The Germans were not only more physically imposing; they were as skilful and technically gifted as the Brazilians, yet even more disciplined. (Some of) the Nigerian players’ technical deficiency and inexperience, coupled with the ineffectiveness of the coach’s tactics (if any) and his choice of match personnel (between the bunch who won the African Championship and the foreign legion) were the major factors culpable for the team’s failure. For long stretches of the game it was as though the Nigerians were actually scared of their opponents.
 
The Germans tore the Flying Eagles apart
Coach Manu deployed a 4-5-1 formation that left Taiwo Awoniyi isolated and outnumbered by more experienced defenders (I felt Isaac Success should have started upfront because he is stronger, more skilful and more experienced). Godwin Saviour was the only player with any courage and desire to take-on the Germans. Bernard Bulbwa (whom I consider a VERY ORDINARY player) failed his part of the plot completely as all his work-rate yielded nothing of note offensively. Kingsley Sokari was often dispossessed by the better organized German midfielders while many of his passes were intercepted owing to the team’s lack of cohesion. Ifeanyi Ifeanyi was more visible (as a fifth man) in the backline to where he retreated, after he was constantly dazed by the Germans’ fleet-footedness, unlike Akinjide Idowu who better positioned himself to disrupt some of the German build up in the middle.
The defence was a bit more compact and the Germans found it difficult to penetrate, though the full backs remained as vulnerable as they have been all week. Joshua Enaholo contributed greatly to keep the score line respectable.
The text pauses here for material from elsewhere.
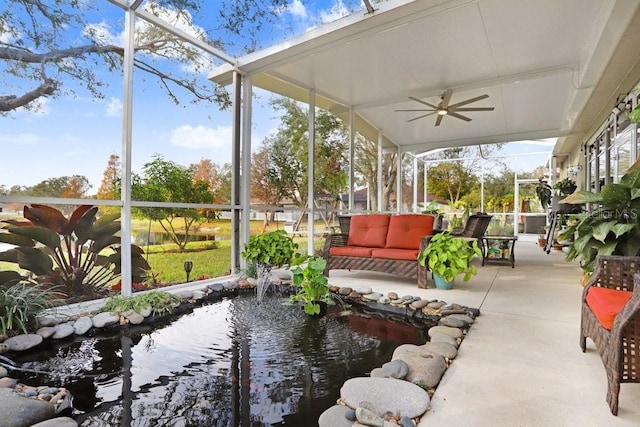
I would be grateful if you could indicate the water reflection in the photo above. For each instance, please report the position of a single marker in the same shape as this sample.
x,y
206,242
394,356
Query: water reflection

So, was the team totally helpless against the Germans? Was this the best effort it could muster? I doubt. The Malians proved this by knocking out the Germans in the very next game. For all his good work with the team so far, Coach Manu disappointed in his handling of the German game. For a game in the knock-out stage, after the Germans had taken the lead and dominated in the first half, Coach Manu’s priority in the second half should have been to take the game to the Germans by instigating some attacking intent which would give the Germans defensive concerns (and curtail their forays up field), so as to get a goal. And he had the perfect weapon in Moses Simon who has the speed and guile to trouble defenders. Kelechi Iheanacho may not have lived up the high expectations in the first game, but his vision and incision are undeniable.
Playing Simon and Iheanacho (whose mere presence would cause the Germans some psychological discomfort) in tandem with Yahaya who has the guile to tenacity to carve out and exploit openings in opposing defences, would definitely have given the team more creativity and pep in attack – far more than anything Bulbwa, for instance, was able to produce in 90 minutes.
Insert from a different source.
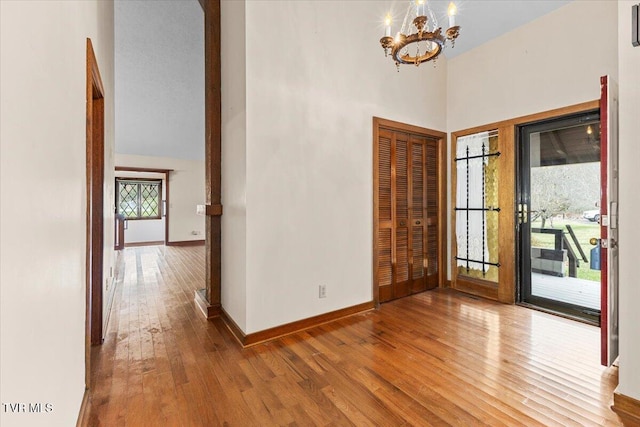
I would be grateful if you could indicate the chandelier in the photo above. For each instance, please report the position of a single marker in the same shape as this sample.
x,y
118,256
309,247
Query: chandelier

Except his usual animated gestures in the technical area, Coach Manu did NOTHING as the team kept playing the same fruitless pattern for over 25 minutes of the second half. He waited till it was almost too late before he took off his most potent creative threat (Saviour) and replaced him with another point-man (Isaac Success), to do the creative work from the left! He later took off his only other creative outlet (Sokari) and brought on a defensive midfielder (Chidiebere Nwakali) as though his team had the goal advantage, when it could not manage a decent shot on target.

I will always credit Coach Garba Manu for building a young team – though not without blemish – which looked good enough to go all the way in the competition. But ultimately, for not effectively utilizing the array of talents at his disposal, he proved incapable of the task at this level. Retrospectively, and while not undermining the merits of continuity and team spirit, this team would most probably have benefitted from the inclusion of several more experienced players within the age bracket as against relying on some of the players simply the grounds of “continuity”. Considering Wilfred Ndidi’s impact in the defence, I am certain this department would have done a whole lot better with the inclusion of Godswill Ekpolo, Dominic Iorfa, Moses Odubajo and perhaps Kingsley Madu.

But more tellingly, Coach Manu inexplicably got every decision wrong as highlighted here, against the German side at a stage where there are usually no second chances. The only positives we can take from New Zealand are that most of the players are quite young and will have gained some experience which will be beneficial for a long productive career ahead, and that perhaps Coach Manu is tailor-made for the Under-17 level.